October 31st – The mornings have been damp over the weekend, and we’ve had a little rain in what has generally been a very dry autumn indeed. This has led to the fungus taking a surge, and I noted in the canal cutting through Pleck this morning there was lots of fly agaric growing, some of which were astoundingly large. Contrary to my earlier fears, it actually seems to have been their year after all.

Meanwhile, the toadstools I found on the log at the back of Queen Street Cemetery have turned a gorgeous orange brown colour as they mature and die off.

Lets hope with a little damper weather, more fungus will appear. I love to see it.

October 21st – Riding to work along the canal in Walsall in the early morning, I noticed how green parts of the towpath margins still were – the bracken hasn’t yet turned at Bentley Bridge and the dead nettles are full in flower for the second burst this year.

This has been a peculiar autumn, with many things coming into bloom a second time before dying off. The weather really has been kind to us this year, but I can’t help feeling winter is going to be a shock to the system.

October 19th – Although I use the bike cam constantly, I stopped featuring video here because road cams are so common now I think they probably bore the pants off people.

But I’ve been thinking of late that I should start again – short clips showing positive things about riding.

Here, I’m about to tackle the Bescot Road island in Pleck, Walsall, and the importance or environmental awareness is key. A quick dive left and they pass, no delay.

Monitor not just your fore space, but to the left, right and behind you. And never relay on hearing. 

October 18th – Stripes here is cross because on the way to work, I disturbed his hunting activities, and scared off the blackbird he was painstakingly stalking in Pleck.

Bless him, he was so very cross with me. But oh, hasn’t he got a wonderful ‘tache!

A lovely cat. But I’m glad the blackbird was spared for another day, at least.

October 12th – I don’t think I’ve ever known a season where the wildflowers bloom for so long. It’s now mid October, and in the urban heart of Walsall on the canal at Pleck, there are beautiful flowers  still.

Still attracting bugs, these are gorgeous and brightened an otherwise dull journey to work.

October 11th – Oh boy. Not more that a few days ago, I was bemoaning the lack of decent fungus this year, and was stunned to find a sing fly agaric toadstool in the usual spot near Chasewater, then this.

I was shotting along the canal through Pleck of all places, and as I rode a red flash on top of the canal cutting embankment caught my eye. Scrambling up there to investigate, I saw found one of the best crops of these cute red and white spotted fungi I’ve ever seen.

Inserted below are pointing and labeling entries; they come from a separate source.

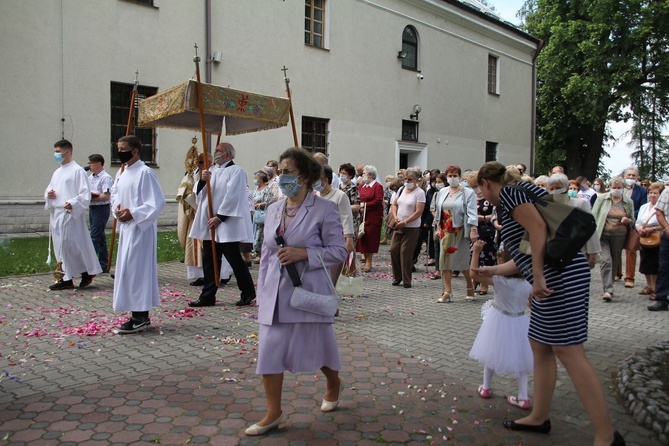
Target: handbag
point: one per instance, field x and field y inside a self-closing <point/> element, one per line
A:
<point x="259" y="216"/>
<point x="312" y="302"/>
<point x="361" y="226"/>
<point x="569" y="228"/>
<point x="349" y="284"/>
<point x="653" y="239"/>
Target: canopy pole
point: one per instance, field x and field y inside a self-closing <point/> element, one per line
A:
<point x="128" y="130"/>
<point x="200" y="106"/>
<point x="290" y="106"/>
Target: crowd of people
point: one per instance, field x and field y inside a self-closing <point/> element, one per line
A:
<point x="304" y="222"/>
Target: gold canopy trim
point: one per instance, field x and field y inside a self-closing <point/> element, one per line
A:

Large, profuse and very beautiful, these are in the heart of formerly industrial, urban Walsall, in a place few humans would ever think to go. A really wonderful find.

September 26th – On my way home in the road in the backstreets of Walsall, I spotted these large acorns in unusually hairy cups. Not having seen the like before, I assumed there were some kind f insect gall.

Looking it up when I got home, these are actually the acorns f a turkey oak, and quite normal for the species. I’ve never seen them before, and they’re quite alien after the familiar gnarled, knobbly normal acorn cup one usually sees.

An interesting oddity.

September 13th – On the way home, I was travelling in the damp air and landscape just after heavy rainfall. Everything glittered, reflected and shone. Of the things rendered precious, few were more beautiful than the snowberries near the roadside in Pleck which looked pure and dappled with glinting raindrops.

Cycling after rain is a joy. Actually in the rain – not so much.

September 12th – The Autumn fruits are starting to come with abundance now, and few are more welcome than the bright reds and oranges of the rosehips. Where there were beautiful wayside flowers a few months ago, there are now gorgeous, shiny berries providing a feast for wildlife and a splash of welcome colour in the hedgerow.

The diversity of shapes and colours of these little-appreciated fruits is interesting, too.

Always a nice compensation for the ending of summer.